With Sydney being closer to Asia than it is my homeland (the UK), one might expect to come across more Japanese music in the op shops. But this one, despite being by a Japanese artist, is actually a UK pressing.
Masami Tsuchiya was the frontman of Japanese new wave band Ippu-Do who had a small amount of interest in the UK in the early 80s. How small? Well, as of the time of writing, they don’t even have their own Wikipedia page. Thirty years ago Tsuchiya was best known to me and my friends as the guy who played guitar on tour with Japan after Rob Dean left (he can be heard on the live album Oil On Canvas (1983)). He later went on to play alongside David Gilmour and Carlos Alomar on Arcadia’s So Red The Rose (1985).
Rice Music was his first solo album and should be of interest to fans of that late 70s / early 80s intersection of Western and Asian pop styles; synths and guitars; and the kind of new wave branded New Romantic.
While Tsuchiya is a talented multi-instrumentalist, for this album he also enlisted a who’s who of sympathetic musicians of the era: Bill Nelson (who supplies “flying e-bow” guitar) , Ryuichi Sakamoto, Steve Jansen and Mick Karn of Japan, Percy Jones (along with Karn, the other notable fretless bass player of the period), Toshio Nakanashi (of seminal Japanese new wave band Plastics).
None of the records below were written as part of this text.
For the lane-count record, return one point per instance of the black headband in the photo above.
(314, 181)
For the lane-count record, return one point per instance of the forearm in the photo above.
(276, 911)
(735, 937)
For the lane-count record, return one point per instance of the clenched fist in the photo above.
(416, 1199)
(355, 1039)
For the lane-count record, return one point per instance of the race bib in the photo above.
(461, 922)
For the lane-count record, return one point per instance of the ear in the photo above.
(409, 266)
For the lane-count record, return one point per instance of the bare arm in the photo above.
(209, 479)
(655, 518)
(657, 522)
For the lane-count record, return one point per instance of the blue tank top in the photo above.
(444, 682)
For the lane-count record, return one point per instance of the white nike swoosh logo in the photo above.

Musically it ranges from territory similar to late-period Japan as on the closing ‘Night In The Park’ to the more experimental likes of ‘Haina-Haila’. While my current favourite is ‘Kafka’, the track that features Sakamoto. A proto-industrial, scratchy funk number with a bassline that recalls the tuned down guitar of The White Stripes ‘Seven Nation Army’.